Условия не очень-то способствовали плодотворному общению: душные аудитории, стулья с плоскими спинками, страшно неудобные жесткие парты, прямо как в третьем классе. Они еще и стояли рядами. В середине комнаты — возвышение, с которого, как предполагалось, восседающий лицом к слушателям «наставник» будет сеять разумное, доброе, вечное в малообразованные умы.
Кошмар какой-то… особенно если вспомнить Клэрион, где уютные кресла и диваны составлены в круг, всем друг друга хорошо видно и лектор не доминирует над слушателями. К тому же в Колорадо Маунтин группа была слишком большая — со всеми поработать никак не успеешь.
Я приехал накануне вечером, и мне выдали пачку рукописей для разбора на семинаре. Никто не объяснил, в каком порядке рассказы будут обсуждаться, поэтому я принялся читать наугад, не особенно впечатленный качеством материала, но в надежде, что именно эти работы окажутся первыми в списке.
И вот на следующее утро добираюсь я до вестибюля, где участники толкутся и пьют кофе с булочками, и проверяю этот самый список. Вообразите себе мою «радость»: оказывается, я даже не открыл те три-четыре рассказа, которые предполагается обсудить в первую очередь, а потратил всю ночь на чтение тех, что отнесены на конец недели.
Быстро хватаю со стенда непрочитанные рассказы, забиваюсь в дальний угол библиотеки и принимаюсь наверстывать упущенное. Первые три написаны прилично, но ничего особенного. Четвертый — просто ужас какой-то. До пятого добраться не успеваю… объявляют начало семинара.
Я вошел в аудиторию, увидел толпу людей за партами и пустой стул на возвышении, ожидавший меня, словно странствующего миссионера-возрожденца, который приехал проповедовать Слово Божье, — и сердце мое упало.
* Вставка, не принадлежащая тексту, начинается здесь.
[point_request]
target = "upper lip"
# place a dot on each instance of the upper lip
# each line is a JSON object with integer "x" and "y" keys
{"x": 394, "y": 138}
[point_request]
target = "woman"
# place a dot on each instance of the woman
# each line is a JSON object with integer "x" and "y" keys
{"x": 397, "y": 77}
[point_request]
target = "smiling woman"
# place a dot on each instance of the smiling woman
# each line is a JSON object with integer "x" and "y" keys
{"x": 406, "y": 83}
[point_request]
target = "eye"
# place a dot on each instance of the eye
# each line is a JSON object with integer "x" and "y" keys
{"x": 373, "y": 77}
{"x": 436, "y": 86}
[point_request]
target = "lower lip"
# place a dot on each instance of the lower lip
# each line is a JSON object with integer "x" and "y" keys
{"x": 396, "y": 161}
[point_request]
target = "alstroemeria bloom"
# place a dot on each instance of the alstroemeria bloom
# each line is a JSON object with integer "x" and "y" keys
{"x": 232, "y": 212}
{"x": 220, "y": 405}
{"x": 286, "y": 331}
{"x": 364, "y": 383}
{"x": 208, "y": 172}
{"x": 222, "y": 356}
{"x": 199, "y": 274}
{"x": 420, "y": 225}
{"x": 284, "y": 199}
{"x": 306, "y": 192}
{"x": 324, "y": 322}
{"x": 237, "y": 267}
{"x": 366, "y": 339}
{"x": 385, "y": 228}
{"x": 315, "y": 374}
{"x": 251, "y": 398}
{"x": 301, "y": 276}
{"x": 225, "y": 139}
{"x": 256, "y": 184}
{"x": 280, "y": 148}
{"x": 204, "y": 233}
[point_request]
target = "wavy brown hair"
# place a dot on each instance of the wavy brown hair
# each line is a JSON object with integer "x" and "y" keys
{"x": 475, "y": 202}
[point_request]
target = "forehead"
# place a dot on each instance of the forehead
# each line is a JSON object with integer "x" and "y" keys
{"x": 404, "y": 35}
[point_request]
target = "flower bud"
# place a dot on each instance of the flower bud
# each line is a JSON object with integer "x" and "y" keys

Утро обещало быть чертовски трудным.
Поймите, я не верю в то, что «писать может каждый». Каждый (или каждая) способен складывать слова в некоторую осмысленную последовательность, если обладает элементарными языковыми навыками и хотя бы минимальным читательским опытом. Этого вполне достаточно, чтобы сочинять письма, кандидатские диссертации или заниматься «творчеством», но недостаточно для того, чтобы быть писателем. Именно писателем, а не «автором», коих, увы, сегодня расплодилось немало: Джудит Кранц, Эрик Сигал, К. В. Эндрюс, Сидни Шелдон — список можете продолжить сами. Чтобы быть писателем, нужно слышать музыку. Лучше не могу объяснить. Нужно просто слышать музыку. Пусть синтаксис хромает, пусть ошибок миллион, пусть тема сырая, но ты читаешь и понимаешь — это писатель. Сбивчиво, слова подобраны неверно, но страницы наполняет музыка. И по-другому не бывает, что бы там ни думали любители или чрезмерно сердобольные души.